Moments later, the kids shudder at a scream from the woods and it’s then that you get up to make yourself some popcorn because even though you’ve never seen the film before, you already know what’s going to happen next. The teens will split up. The girl-next-door will look for the class clown in the forest. The now not-so-bubbly cheerleader will go to the toolshed. The bookishly handsome nerd will go to the boathouse. The quarterback, saying he’s going to look for a phone, will slink into the basement to hide. And of course, with logic and reason thrown out the window, bad things start to happen.

You know this is what will happen because that’s what always happens to teens in horror flicks. These are the tropes of the horror genre. We expect and recognize them because the situations and outcomes are predictable. And moviemakers know certain tropes attract moviegoers which is always a recipe for success.

Beyond books and movies, tropes exist elsewhere. And some professions, like financial services, are even built on them. Recognizable patterns don’t allow us to predict the future, but we can follow them to deliver highly probable outcomes. And because markets, industries and economies all move in cycles, we can know certain things about what’s likely to happen in the future, just by studying the past.

* chart courtesy of multpl.com

The 1970s were marked by high inflation, a spiraling and disastrous condition for an economy. Americans then watched as the cost of everything from gas to food to housing to healthcare rose faster than their incomes. And when businesses could not pass along the rising costs of their supplies to consumers, they had a choice—lay off workers or go bankrupt. Most chose the former. Unemployment rose. Businesses produced fewer goods. There were more shortages, rising prices and even higher inflation; the vicious cycle continued.
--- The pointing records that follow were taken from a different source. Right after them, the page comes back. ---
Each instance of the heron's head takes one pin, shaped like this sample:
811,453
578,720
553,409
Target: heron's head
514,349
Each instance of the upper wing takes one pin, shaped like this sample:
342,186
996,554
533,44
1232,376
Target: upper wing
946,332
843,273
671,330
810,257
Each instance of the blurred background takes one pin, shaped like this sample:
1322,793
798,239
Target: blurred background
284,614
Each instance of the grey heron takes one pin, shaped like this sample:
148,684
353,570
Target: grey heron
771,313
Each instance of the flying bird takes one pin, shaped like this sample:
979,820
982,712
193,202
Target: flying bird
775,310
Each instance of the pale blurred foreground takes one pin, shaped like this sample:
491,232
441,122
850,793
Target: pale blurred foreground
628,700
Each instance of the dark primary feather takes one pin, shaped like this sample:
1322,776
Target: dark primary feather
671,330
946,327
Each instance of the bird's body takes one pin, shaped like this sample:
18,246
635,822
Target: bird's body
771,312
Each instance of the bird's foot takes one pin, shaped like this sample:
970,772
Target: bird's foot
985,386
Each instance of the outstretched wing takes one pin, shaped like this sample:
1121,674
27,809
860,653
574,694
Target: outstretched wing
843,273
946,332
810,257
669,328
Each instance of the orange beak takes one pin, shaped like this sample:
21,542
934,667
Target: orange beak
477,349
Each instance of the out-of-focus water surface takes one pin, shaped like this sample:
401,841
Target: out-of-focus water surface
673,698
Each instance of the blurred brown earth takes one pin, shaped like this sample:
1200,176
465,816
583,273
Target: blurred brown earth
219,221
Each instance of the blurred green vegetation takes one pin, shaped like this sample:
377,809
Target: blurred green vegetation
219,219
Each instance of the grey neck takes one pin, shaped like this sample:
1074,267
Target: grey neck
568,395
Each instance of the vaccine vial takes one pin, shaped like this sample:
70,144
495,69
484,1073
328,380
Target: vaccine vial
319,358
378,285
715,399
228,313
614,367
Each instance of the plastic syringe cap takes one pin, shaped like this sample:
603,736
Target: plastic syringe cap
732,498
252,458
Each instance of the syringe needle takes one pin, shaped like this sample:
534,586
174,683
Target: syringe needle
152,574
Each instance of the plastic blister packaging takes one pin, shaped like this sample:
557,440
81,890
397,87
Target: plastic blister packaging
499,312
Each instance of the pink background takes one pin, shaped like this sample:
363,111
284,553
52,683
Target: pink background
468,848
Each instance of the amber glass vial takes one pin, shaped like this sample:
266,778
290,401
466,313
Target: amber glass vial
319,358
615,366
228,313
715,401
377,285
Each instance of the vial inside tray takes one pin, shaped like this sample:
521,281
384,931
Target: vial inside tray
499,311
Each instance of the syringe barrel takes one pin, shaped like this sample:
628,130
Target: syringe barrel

We are in a similar situation today. To their credit, Washington politicians acted quickly when Covid hit, sending stimulus checks to counter lost wages from quarantined workers. But stimulus can only ever be a short-term solution. Very specific conditions must exist for government spending to spark a slumping economy and unfortunately, those conditions are not present today. Even if businesses could find more workers, they have supply chain issues preventing them from getting the materials they need to make more of whatever it is they sell. Just like the 70s, when there is too little to go around, prices and inflation rise.

Tropes be true, we know what the inflation remedy is. We’ve seen this story unfold before and we also know what the likely outcome will be. The Fed needs to pull money out of the economy to strengthen the dollar. Interest rates will rise (back to a more normal level in today’s case) and the economy will probably slow (a bit) as businesses adjust.

The good news is that these are not in the 70s. Inflation is rising but it is still manageable and it hasn’t been a problem for long. Businesses should adjust quickly to a stronger dollar and higher interest rates so any slowness in the economy is likely to be short-lived. As long as Americans rejoin the workforce, unemployment will go down, spending will increase and the economy will start growing again.

The better news is the quality companies we own—profitable businesses with sustainable competitive advantages and experienced management teams—are the companies that tend to do well in environments such as these. That doesn’t mean they don’t lose value in a slumping economy. But quality is always attractive to investors, and quality companies tend to recover faster. Owning a group of them puts an investor in a very strong position.

We expect teens in horror movies to use poor judgment. After all, they don’t have the benefit of a fully functioning frontal lobe. Of course, neither do politicians. But unlike their teenage counterparts, we can count on our elected representatives to fulfill another, greater trope—they are self-preservationists, always doing whatever it takes to keep their jobs. If the prospect of incurring some short-term discomfort eliminates the risk we have a 70s-style unemployment problem, many politicians will take it, allowing the economy to reset and paving the way for Americans to go back to work. In the meantime, we are well-positioned to weather the conditions ahead.